Assignment in Tomorrow
- Dust-jacket from the first edition
- Editor: Frederik Pohl
- Cover artist: Richard M. Powers
- Language: English
- Genre: Science fiction
- Publisher: Hanover House
- Publication date: 1954
- Publication place: United States
- Media type: Print (hardback)
- Pages: 317
- OCLC: 220613132

= Assignment in Tomorrow =

1954 anthology edited by Frederik Pohl

Assignment in Tomorrow is an anthology of science fiction stories edited by American writer Frederik Pohl. Originally published in hardcover by Hanover House in 1954 with jacket art by Richard M. Powers, it was reprinted in paperback by Lancer Books in 1972.

==Contents==
- "Mr.

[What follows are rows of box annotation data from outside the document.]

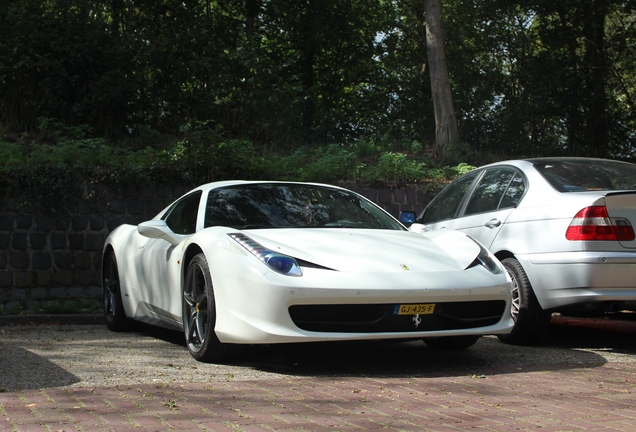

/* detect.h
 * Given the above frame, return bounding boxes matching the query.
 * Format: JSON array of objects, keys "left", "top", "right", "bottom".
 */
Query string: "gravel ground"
[{"left": 0, "top": 318, "right": 636, "bottom": 391}]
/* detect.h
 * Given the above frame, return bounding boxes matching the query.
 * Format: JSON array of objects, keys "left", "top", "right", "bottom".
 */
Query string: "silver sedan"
[{"left": 401, "top": 158, "right": 636, "bottom": 344}]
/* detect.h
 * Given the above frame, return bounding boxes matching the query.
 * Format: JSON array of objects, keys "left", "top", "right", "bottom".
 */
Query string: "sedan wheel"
[
  {"left": 498, "top": 258, "right": 552, "bottom": 345},
  {"left": 102, "top": 252, "right": 130, "bottom": 332},
  {"left": 183, "top": 254, "right": 234, "bottom": 362},
  {"left": 424, "top": 336, "right": 481, "bottom": 350}
]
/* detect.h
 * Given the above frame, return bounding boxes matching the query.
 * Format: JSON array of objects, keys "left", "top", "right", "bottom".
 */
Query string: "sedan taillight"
[{"left": 565, "top": 206, "right": 635, "bottom": 241}]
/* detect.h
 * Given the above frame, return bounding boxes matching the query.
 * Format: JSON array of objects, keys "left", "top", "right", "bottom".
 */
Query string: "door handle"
[{"left": 486, "top": 219, "right": 501, "bottom": 228}]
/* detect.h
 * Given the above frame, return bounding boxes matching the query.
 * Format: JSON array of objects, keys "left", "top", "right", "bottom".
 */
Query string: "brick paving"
[{"left": 0, "top": 362, "right": 636, "bottom": 432}]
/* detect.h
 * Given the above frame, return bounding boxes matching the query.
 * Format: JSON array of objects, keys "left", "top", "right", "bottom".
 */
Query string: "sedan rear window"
[{"left": 534, "top": 159, "right": 636, "bottom": 192}]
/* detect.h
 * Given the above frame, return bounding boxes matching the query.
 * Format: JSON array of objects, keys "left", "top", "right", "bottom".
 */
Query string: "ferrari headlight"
[
  {"left": 228, "top": 233, "right": 303, "bottom": 276},
  {"left": 466, "top": 236, "right": 503, "bottom": 274}
]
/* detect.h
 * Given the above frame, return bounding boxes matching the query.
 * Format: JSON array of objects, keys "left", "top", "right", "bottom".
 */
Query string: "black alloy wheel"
[
  {"left": 183, "top": 253, "right": 235, "bottom": 363},
  {"left": 497, "top": 258, "right": 552, "bottom": 345},
  {"left": 102, "top": 251, "right": 130, "bottom": 332}
]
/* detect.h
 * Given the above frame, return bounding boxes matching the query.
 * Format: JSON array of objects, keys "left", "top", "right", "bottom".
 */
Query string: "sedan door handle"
[{"left": 486, "top": 219, "right": 501, "bottom": 228}]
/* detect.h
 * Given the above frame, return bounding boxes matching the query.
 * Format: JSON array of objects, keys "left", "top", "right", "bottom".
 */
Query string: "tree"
[{"left": 424, "top": 0, "right": 459, "bottom": 158}]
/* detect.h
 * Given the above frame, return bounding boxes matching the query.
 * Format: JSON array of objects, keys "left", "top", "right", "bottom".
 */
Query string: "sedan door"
[{"left": 452, "top": 167, "right": 526, "bottom": 248}]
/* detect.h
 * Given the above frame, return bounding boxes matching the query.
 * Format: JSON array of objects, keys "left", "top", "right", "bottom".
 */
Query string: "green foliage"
[{"left": 375, "top": 152, "right": 426, "bottom": 183}]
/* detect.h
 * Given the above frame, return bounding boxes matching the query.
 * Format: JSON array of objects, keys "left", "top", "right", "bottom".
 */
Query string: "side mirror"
[
  {"left": 137, "top": 219, "right": 181, "bottom": 246},
  {"left": 400, "top": 211, "right": 415, "bottom": 227}
]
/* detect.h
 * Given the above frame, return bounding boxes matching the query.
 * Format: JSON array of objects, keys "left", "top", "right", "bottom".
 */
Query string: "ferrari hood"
[{"left": 243, "top": 228, "right": 480, "bottom": 273}]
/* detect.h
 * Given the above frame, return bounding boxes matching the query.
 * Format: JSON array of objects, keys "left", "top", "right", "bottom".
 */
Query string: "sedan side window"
[
  {"left": 164, "top": 191, "right": 201, "bottom": 234},
  {"left": 499, "top": 174, "right": 526, "bottom": 208},
  {"left": 464, "top": 168, "right": 523, "bottom": 215},
  {"left": 418, "top": 172, "right": 478, "bottom": 224}
]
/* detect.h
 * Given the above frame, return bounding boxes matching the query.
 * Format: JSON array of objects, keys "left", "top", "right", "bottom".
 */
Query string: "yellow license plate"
[{"left": 393, "top": 303, "right": 435, "bottom": 315}]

Costello, Hero" by Theodore Sturgeon (Galaxy 1953)
- "Angels in the Jets" by Jerome Bixby (Fantastic 1952)
- "The Adventurer" by C. M. Kornbluth (Space Science Fiction 1953)
- "Subterfuge" by Ray Bradbury (Astonishing Stories 1943)
- "Helen O'Loy" by Lester del Rey (Astounding 1938)
- "5,271,009" by Alfred Bester (F&SF 1954)
- "The Big Trip Up Yonder" by Kurt Vonnegut, Jr. (Galaxy 1954)
- "We Don’t Want Any Trouble" by James H. Schmitz (Galaxy 1953)
- "The Peddler’s Nose" by Jack Williamson (Astounding 1951)
- "The Frightened Tree" by Algis Budrys (Galaxy 1953)
- "A Matter of Form" by Horace L. Gold (Astounding 1938)
- "Back to Julie" by Richard Wilson (Galaxy 1954)
- "She Who Laughs..." by Peter Phillips (Galaxy 1952)
- "Official Record" by Fletcher Pratt (Space Science Fiction 1952)
- "Hall of Mirrors" by Fredric Brown (Galaxy 1953)
- "Mother" by Philip José Farmer (Thrilling Wonder Stories 1953)

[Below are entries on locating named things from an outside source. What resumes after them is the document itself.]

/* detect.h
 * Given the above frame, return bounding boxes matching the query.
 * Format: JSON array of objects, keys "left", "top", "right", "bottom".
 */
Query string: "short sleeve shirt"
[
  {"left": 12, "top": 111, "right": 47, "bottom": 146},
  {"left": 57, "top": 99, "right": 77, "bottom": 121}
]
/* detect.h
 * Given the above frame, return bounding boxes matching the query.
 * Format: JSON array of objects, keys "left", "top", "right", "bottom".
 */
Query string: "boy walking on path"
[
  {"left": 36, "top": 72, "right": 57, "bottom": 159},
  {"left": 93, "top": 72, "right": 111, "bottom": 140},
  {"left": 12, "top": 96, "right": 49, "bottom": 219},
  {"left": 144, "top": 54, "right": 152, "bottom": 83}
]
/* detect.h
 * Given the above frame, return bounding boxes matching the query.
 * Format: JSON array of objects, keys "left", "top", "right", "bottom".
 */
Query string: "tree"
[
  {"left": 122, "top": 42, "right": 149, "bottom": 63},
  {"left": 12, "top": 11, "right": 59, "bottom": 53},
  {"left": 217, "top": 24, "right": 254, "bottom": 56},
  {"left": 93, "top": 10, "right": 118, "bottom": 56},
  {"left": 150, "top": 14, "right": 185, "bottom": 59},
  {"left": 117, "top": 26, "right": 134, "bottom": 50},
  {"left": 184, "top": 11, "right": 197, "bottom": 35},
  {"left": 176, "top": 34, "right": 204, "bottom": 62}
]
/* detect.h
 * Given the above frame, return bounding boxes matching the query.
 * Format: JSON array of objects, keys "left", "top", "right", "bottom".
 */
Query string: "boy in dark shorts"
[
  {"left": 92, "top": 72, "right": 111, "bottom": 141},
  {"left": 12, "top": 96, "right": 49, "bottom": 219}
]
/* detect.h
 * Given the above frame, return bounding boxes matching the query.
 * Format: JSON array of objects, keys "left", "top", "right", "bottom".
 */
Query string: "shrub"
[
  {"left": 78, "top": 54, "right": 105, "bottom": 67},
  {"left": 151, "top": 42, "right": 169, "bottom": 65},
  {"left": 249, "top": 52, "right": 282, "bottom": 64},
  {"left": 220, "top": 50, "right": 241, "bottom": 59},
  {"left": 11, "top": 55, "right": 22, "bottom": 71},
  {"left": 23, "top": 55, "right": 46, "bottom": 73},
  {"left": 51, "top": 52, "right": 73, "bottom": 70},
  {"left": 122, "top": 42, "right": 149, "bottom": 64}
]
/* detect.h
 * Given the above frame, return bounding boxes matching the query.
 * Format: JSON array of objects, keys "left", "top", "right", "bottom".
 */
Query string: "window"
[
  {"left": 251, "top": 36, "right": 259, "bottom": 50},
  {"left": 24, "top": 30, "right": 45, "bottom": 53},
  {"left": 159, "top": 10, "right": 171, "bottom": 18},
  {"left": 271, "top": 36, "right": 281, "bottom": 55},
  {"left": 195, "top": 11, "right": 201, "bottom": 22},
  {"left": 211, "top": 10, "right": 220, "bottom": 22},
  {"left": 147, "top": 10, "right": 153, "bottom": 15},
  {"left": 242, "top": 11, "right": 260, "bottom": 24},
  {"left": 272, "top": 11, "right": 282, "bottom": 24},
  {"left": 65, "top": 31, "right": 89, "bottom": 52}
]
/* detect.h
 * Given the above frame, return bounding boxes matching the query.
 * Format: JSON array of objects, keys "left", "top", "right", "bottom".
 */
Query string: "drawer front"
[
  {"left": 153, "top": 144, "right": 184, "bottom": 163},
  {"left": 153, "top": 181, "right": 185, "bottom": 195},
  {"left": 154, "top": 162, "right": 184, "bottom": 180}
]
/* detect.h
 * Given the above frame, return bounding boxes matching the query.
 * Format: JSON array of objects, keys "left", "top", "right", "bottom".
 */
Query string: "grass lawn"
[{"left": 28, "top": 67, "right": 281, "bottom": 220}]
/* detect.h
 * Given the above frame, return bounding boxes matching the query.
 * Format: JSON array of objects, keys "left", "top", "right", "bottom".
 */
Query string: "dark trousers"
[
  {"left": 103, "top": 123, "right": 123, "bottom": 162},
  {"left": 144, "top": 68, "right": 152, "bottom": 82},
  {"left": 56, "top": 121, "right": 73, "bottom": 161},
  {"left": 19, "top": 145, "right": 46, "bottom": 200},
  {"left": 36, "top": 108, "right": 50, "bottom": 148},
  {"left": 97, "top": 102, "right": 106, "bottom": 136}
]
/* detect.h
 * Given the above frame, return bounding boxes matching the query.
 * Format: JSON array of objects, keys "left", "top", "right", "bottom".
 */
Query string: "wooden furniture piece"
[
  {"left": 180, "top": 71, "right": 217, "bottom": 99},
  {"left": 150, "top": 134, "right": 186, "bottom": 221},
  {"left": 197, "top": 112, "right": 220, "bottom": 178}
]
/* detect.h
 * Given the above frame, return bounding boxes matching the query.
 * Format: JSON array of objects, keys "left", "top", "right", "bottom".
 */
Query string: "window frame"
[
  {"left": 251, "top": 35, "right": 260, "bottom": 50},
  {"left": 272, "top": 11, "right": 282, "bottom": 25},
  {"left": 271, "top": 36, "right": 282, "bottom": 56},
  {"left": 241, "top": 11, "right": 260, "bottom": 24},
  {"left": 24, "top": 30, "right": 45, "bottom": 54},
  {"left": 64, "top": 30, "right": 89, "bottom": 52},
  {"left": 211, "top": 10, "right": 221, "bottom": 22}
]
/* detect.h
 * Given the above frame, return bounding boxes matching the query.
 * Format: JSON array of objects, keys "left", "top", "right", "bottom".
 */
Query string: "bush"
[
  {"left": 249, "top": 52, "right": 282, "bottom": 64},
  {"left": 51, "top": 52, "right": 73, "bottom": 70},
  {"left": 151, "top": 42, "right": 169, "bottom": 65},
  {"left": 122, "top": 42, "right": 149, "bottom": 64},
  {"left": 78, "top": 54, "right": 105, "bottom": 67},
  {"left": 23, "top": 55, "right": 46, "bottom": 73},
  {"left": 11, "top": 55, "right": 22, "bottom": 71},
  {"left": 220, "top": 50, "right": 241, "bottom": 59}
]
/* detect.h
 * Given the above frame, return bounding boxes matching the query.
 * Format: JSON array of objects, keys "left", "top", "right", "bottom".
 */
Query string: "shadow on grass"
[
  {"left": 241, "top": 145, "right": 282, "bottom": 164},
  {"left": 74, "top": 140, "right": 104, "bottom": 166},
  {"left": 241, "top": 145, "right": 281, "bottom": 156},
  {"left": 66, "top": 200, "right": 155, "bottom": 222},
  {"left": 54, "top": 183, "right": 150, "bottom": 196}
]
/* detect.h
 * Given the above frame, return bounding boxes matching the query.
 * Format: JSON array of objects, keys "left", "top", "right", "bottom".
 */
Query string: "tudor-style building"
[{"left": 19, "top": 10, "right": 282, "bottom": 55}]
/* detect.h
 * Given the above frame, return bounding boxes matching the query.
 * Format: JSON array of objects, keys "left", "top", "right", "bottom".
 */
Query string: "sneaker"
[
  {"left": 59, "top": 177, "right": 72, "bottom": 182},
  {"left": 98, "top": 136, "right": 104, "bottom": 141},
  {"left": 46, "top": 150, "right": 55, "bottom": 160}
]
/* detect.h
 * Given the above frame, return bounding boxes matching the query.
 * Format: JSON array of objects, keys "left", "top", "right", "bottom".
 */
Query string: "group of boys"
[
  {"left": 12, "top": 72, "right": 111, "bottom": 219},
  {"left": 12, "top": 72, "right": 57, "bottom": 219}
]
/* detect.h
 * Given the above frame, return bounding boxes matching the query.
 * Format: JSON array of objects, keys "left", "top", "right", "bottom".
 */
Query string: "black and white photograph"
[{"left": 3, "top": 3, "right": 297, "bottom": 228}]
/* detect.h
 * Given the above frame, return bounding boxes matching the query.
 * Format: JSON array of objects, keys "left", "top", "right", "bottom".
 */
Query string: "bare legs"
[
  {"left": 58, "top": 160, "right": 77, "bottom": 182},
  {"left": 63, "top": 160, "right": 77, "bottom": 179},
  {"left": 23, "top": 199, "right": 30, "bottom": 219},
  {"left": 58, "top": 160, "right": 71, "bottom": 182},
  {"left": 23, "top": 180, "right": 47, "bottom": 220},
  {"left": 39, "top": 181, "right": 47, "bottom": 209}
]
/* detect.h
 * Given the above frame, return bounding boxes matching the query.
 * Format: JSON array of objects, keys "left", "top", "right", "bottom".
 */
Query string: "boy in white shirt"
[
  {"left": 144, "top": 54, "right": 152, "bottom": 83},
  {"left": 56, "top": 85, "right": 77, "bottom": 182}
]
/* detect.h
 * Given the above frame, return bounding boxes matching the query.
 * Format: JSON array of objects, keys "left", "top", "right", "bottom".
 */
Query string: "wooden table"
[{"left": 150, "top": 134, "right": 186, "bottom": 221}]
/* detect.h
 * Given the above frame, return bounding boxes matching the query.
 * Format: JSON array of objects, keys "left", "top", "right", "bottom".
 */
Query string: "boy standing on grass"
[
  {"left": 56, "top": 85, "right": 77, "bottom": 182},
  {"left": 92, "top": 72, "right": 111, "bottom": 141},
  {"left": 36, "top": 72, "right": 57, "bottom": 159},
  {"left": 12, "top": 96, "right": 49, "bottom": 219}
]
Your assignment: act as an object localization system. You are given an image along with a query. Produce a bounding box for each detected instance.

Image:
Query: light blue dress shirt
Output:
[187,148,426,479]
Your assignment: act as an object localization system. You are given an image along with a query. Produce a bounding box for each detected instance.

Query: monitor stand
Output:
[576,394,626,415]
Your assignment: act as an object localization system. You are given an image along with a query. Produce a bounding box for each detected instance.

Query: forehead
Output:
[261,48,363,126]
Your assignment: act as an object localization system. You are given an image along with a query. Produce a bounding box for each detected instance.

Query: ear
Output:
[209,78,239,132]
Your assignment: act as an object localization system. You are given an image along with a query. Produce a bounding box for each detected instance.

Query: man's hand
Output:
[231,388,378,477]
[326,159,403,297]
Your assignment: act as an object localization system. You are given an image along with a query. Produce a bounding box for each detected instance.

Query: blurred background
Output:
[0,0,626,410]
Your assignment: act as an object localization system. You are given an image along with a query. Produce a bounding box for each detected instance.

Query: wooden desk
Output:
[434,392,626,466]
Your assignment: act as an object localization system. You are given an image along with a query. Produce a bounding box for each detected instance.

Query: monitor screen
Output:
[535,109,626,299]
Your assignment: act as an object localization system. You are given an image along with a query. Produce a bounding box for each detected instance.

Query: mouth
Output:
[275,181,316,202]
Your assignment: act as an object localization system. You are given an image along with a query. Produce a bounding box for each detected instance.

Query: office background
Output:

"The Frightened Tree" was originally published under the title "Protective Mimicry".

==Reception==
The New York Times reviewer J. Francis McComas found the anthology "a mild disappointment," noting that while some of the contents were "superb stories", several stories were "a bit overfamiliar", while others were "either too conventional in concept or flat in execution." P. Schuyler Miller, however, rated it "one of the best anthologies of 1954."